George Jackson, Co-Writer of ‘Old Time Rock and Roll,’ Dies at 68
George Jackson, who wrote countless rock and soul songs, died on Sunday morning (April 14) at his home in Ridgeland, Miss. after a year-long bout with cancer. He was 68. Jackson is best known as the co-writer of Bob Seger's classic 'Old Time Rock and Roll.'
A native of Mississippi, Jackson made his name in Memphis in the '60s before moving to Muscle Shoals, Ala. to write for Rick Hall's FAME Studios. In 1972, moved to the Muscle Shoals Sound Studios, which was founded by Hall's former rhythm section, who were called "The Swampers.'
Although Jackson is listed as the as the co-writer, along with Thomas E. Jones III, of 'Old Time Rock and Roll,' the song's credits are not without controversy. Seger was given a tape of 'Old Time Rock and Roll' when he recorded his 1978 album 'Stranger in Town' at Muscle Shoals Sound Studio. Seger has said that he re-wrote the verses and kept the chorus. He didn't asked for credit, thinking it was a throwaway track.

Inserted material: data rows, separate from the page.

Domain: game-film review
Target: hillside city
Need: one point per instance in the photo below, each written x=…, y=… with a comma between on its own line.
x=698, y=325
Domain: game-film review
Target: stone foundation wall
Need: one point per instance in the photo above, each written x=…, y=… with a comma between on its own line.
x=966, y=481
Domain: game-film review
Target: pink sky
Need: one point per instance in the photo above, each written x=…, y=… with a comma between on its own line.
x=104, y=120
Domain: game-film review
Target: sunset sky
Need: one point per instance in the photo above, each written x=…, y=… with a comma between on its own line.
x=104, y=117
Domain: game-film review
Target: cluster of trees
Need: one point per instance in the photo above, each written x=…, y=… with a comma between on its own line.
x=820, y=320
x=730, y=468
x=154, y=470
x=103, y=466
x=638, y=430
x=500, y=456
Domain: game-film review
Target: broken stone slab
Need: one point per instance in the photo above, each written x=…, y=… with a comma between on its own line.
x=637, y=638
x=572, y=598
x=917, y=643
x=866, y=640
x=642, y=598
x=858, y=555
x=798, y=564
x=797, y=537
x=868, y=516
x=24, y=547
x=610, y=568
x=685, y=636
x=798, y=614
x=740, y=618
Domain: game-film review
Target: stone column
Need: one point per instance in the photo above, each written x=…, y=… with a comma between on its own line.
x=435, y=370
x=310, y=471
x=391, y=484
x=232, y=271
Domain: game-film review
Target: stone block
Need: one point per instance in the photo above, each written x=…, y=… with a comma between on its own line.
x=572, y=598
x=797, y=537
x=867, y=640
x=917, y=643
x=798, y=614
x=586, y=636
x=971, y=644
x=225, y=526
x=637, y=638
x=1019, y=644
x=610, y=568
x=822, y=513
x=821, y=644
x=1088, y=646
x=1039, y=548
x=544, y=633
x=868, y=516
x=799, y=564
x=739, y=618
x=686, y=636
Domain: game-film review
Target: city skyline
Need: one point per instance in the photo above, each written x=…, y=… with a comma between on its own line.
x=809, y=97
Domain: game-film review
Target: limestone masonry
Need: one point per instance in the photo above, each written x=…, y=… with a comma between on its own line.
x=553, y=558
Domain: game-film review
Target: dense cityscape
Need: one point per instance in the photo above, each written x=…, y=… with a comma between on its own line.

As it turned out, the song had two lives on the Billboard Hot 100 chart, when it was first released in 1979 (No. 28) and again four years later after its use in a famous scene in the movie 'Risky Business,' when it reached No. 48. Still, Wolf Stephenson, the vice president of his label, Malaco, told the AP that he has the original tapes to disprove Seger's claim.
In addition to Seger, Jackson had hits with soul greats like Clarence Carter ('Too Weak to Fight'), Wilson Pickett ('A Man and a Half') and Ike and Tina Turner. His only other major appearance on the pop charts was as the writer of 'One Bad Apple,' which the Osmonds took to No. 1 in 1971.
Although known as a songwriter, he intermittently recorded his own songs. His FAME singles were reissued on two import CDs, 'Don't Count Me Out' in 2011 and 'Let the Best Man Win' a year later. His recordings for other labels have often been used in in compilations.
"George had hooks coming out of his ears," Stephenson said. "They weren't all hits, but I never heard him write a bad song. He never really got the recognition that's normally due a writer of his stature."